140068566_ef7c63f351_z.jpg
Photo credit: Dave Winer

While Beatrice enjoyed living in an upscale apartment in the heart of New York and loved her large paychecks from Crown Plow Inc., there were just too many people. She could give presentations to teams of superiors detailing a new marketing strategy she had developed – dozens of old, white men packed in a cramped cubicle – but put her on a similarly dense sidewalk, clopping past mustache machos and Vera Wang’s, and she loses it. Crumbles.

That’s why she tried talking herself out of going to the reading of her grandfather’s will. Or maybe it was simply that Beatrice didn’t feel like seeing those two-faced, overweight relatives of hers. She can picture them all crying, saying how sorry they were for losing such a great man, all the while eyeing a fresh plate of bruschetta and other treats her chef sister, Balie, whipped up.

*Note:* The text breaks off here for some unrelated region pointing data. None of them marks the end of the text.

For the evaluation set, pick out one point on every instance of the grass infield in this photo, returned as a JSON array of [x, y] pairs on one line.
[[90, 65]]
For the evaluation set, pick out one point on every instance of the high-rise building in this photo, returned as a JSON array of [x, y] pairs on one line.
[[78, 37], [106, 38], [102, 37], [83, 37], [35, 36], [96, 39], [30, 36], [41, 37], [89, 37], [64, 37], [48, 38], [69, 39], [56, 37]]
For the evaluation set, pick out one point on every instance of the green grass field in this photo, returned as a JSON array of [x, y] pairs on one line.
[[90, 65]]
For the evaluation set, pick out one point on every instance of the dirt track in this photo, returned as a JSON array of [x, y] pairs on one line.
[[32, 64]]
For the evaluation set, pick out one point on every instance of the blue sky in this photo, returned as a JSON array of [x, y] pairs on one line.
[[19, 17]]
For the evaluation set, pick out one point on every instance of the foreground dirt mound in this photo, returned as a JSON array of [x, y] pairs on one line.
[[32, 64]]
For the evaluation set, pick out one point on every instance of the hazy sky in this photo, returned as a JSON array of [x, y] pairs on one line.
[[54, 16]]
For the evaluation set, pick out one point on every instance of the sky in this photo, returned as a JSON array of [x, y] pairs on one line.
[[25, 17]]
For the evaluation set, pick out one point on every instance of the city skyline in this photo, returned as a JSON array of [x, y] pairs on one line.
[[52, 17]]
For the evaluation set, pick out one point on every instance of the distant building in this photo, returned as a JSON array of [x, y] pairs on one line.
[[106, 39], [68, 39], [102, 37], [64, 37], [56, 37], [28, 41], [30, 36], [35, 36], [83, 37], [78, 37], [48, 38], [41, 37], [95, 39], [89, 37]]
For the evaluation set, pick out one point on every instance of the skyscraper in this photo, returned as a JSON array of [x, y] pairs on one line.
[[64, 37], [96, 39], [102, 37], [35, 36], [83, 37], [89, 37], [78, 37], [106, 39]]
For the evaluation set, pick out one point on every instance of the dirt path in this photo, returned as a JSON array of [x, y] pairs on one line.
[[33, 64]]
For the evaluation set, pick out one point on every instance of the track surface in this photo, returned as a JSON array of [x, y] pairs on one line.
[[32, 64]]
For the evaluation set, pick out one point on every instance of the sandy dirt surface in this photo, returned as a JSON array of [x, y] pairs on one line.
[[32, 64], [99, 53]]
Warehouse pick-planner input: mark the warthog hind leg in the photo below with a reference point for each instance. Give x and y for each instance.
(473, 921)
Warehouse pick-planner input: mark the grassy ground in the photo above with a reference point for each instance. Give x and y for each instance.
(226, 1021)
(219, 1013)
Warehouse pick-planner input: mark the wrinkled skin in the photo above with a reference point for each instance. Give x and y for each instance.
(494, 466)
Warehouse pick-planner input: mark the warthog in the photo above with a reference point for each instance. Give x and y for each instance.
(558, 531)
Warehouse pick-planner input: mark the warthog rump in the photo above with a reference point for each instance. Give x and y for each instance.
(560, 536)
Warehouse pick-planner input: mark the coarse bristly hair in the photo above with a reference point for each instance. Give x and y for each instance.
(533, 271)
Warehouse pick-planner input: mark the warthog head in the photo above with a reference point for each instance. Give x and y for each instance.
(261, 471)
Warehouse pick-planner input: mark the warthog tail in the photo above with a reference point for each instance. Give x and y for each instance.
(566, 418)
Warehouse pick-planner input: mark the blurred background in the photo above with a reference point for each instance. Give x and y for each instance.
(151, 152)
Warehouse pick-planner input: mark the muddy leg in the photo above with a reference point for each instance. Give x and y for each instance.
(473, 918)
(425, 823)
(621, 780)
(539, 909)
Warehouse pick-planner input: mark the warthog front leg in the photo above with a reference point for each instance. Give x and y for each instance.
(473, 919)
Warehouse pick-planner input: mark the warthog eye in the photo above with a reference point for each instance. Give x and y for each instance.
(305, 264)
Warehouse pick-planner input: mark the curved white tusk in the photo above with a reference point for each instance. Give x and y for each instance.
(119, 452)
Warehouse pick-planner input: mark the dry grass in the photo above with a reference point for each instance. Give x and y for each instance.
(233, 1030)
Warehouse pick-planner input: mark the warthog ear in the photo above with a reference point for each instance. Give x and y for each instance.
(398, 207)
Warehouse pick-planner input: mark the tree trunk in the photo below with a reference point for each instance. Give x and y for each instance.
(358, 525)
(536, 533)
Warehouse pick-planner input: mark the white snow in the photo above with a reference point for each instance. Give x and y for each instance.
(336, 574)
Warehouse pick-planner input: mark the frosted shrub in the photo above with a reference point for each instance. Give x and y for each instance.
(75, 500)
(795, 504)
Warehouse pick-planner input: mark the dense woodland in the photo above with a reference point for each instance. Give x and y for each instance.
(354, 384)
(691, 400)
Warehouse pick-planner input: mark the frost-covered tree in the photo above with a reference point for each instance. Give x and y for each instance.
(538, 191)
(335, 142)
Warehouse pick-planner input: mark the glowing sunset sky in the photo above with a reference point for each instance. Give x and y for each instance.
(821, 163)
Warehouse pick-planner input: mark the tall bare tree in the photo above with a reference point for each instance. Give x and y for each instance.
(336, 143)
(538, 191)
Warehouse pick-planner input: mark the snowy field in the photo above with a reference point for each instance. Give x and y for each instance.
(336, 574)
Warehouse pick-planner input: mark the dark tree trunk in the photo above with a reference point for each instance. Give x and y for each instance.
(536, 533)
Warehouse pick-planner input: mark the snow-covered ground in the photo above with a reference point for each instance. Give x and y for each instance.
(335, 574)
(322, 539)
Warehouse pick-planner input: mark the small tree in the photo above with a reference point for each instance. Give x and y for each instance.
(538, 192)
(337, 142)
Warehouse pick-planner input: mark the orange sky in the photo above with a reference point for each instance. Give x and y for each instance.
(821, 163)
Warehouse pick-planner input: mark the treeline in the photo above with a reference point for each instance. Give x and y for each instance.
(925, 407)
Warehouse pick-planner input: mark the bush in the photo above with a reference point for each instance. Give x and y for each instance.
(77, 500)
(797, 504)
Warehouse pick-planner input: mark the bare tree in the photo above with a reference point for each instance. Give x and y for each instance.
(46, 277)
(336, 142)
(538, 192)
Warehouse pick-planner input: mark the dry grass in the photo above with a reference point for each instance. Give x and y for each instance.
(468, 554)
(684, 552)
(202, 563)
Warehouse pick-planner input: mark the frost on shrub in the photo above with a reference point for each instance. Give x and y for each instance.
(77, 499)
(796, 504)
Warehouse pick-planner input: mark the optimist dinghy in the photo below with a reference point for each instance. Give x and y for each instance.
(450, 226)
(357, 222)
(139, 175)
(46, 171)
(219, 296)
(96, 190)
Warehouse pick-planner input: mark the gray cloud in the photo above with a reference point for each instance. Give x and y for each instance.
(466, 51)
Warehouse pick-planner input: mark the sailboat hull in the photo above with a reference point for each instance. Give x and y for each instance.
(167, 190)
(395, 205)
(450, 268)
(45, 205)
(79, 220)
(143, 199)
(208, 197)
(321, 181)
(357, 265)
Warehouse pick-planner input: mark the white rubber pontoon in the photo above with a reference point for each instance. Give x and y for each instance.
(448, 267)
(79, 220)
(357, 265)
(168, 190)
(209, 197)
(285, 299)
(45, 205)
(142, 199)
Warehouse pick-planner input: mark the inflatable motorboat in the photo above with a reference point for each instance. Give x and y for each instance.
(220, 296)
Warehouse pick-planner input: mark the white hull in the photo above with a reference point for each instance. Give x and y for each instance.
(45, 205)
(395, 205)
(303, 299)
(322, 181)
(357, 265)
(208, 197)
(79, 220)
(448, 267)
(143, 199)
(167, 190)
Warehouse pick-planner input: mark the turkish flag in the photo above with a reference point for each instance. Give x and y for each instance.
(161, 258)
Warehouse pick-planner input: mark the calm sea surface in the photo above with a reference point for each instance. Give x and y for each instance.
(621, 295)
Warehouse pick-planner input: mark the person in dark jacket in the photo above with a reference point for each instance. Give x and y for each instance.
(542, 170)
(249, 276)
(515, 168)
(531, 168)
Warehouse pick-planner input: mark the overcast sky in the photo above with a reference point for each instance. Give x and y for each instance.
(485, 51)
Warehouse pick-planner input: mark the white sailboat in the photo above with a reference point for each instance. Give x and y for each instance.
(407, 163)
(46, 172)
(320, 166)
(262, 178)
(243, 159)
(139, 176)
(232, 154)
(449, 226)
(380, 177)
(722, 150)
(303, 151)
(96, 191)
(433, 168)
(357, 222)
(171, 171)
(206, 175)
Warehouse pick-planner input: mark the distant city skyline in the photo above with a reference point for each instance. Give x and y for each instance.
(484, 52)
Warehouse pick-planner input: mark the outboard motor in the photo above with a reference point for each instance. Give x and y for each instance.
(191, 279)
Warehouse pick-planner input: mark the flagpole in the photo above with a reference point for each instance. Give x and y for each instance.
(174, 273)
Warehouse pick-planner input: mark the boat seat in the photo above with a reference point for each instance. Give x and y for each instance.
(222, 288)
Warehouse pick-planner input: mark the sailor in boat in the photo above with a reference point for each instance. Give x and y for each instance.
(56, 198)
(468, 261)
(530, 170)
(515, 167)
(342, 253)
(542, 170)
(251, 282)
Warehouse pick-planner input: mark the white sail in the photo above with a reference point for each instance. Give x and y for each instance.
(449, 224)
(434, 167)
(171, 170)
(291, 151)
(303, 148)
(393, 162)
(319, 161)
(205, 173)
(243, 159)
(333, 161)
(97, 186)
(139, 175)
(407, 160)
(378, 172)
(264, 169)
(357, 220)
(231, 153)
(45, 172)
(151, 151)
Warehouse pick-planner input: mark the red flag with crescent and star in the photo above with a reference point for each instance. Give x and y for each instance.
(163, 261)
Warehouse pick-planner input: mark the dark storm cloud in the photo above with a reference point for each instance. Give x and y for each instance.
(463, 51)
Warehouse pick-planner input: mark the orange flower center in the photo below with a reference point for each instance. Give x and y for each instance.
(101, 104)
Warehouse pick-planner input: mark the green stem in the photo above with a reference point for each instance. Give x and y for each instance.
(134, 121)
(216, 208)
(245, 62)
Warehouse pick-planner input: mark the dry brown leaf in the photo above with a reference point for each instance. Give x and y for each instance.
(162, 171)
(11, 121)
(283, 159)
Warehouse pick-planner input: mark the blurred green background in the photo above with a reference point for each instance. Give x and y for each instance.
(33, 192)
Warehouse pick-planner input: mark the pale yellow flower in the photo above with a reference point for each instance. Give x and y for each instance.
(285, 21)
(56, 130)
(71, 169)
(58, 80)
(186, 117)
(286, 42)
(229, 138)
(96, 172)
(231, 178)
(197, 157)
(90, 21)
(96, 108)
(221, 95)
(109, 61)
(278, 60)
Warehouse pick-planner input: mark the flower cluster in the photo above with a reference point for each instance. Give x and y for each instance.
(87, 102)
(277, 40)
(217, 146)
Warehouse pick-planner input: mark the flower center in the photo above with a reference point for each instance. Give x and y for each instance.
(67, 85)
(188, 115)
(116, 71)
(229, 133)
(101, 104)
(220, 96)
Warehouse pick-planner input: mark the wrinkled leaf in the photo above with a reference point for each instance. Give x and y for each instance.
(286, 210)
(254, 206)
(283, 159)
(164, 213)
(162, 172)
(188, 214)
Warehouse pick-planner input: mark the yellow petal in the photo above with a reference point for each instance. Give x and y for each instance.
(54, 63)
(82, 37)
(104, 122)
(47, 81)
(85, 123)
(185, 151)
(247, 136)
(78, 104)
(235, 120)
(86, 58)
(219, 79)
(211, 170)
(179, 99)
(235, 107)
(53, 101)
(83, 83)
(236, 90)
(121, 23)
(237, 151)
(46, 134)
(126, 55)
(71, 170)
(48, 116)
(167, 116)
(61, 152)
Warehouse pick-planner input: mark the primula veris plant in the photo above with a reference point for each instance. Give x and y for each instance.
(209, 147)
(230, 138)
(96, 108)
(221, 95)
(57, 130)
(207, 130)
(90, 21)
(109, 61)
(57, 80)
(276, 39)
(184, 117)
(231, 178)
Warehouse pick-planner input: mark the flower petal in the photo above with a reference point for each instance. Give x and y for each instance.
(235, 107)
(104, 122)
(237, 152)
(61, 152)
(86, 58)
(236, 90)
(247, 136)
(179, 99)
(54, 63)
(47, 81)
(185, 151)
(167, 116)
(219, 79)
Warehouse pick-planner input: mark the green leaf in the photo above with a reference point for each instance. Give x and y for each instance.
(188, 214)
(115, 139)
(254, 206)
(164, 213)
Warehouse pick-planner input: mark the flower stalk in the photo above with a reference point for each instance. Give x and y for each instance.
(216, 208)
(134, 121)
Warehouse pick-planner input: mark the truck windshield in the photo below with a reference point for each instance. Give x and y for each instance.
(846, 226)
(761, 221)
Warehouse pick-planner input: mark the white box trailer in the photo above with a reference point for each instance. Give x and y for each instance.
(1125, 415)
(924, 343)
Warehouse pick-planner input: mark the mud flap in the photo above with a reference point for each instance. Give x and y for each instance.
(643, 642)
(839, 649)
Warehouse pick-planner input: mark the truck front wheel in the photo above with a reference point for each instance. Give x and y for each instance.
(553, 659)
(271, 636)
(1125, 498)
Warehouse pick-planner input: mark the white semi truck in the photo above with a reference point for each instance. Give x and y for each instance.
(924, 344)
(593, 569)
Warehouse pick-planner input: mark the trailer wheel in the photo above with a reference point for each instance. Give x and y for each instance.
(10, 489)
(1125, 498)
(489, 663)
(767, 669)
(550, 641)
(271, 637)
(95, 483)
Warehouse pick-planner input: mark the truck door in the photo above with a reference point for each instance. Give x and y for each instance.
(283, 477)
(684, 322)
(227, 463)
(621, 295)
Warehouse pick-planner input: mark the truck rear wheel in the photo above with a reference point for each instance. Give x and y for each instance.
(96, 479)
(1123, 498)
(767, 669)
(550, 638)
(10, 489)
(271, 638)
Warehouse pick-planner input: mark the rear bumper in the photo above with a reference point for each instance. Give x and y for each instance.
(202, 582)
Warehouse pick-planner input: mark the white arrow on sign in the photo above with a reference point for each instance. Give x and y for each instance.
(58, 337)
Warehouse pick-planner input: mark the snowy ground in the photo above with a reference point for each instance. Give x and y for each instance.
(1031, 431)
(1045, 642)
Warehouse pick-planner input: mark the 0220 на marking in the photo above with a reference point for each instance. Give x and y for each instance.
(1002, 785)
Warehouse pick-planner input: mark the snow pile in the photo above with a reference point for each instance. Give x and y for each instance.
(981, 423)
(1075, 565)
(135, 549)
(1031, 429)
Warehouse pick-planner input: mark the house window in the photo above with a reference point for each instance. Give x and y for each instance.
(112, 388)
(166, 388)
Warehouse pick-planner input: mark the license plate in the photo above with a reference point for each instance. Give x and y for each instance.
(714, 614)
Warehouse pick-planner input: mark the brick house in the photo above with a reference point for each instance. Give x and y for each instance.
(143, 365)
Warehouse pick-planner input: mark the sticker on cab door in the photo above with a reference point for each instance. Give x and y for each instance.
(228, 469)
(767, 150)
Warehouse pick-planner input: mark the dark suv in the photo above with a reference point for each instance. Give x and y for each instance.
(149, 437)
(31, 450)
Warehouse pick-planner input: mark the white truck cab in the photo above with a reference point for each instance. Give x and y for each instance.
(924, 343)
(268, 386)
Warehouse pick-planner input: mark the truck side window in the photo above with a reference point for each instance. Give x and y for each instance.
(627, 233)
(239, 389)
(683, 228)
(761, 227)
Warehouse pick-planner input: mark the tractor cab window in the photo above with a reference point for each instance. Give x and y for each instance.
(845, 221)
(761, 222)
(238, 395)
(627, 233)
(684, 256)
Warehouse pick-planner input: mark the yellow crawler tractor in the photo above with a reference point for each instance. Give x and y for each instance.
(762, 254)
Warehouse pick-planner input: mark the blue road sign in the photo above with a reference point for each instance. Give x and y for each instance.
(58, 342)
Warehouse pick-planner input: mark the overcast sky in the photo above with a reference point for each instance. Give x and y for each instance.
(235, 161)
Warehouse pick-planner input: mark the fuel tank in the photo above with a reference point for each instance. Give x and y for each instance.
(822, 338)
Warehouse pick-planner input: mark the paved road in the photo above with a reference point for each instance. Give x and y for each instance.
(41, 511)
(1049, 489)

They say they’re there to celebrate the life of an old man, but they’re infinitely more intrigued with the passing of his $30 million estate and the award-winning hors d’oeuvres.

“You’ve got to come, Bea.” When Balie heard the news of their grandfather’s death, she was in the middle of a signing in Chicago. The second edition of her cookbook was earning her millions. “He would have wanted you there.”

Beatrice held the phone with her shoulder as she entered her apartment. The cat had made a mess with the lily bouquet her mother had sent her for her birthday. She seethed with irritation, but patted the damned cat anyway. “I’m drowning in work, Balie. And besides, he and I haven’t talked since I was a little girl. At Aunt Della’s wedding, remember?”

“I know how that feels, but it can wait until you get in Sunday, can’t it?”

“George is expecting a full report by 8am Monday.”

Balie breathed into the phone. “Beatrice.”

“I’m sorry, but I just can’t right now.”

“For somebody who hardly knew you, you’re sure getting off alright.” Now they shared irritation. “He’s leaving you his farm, Beatrice.”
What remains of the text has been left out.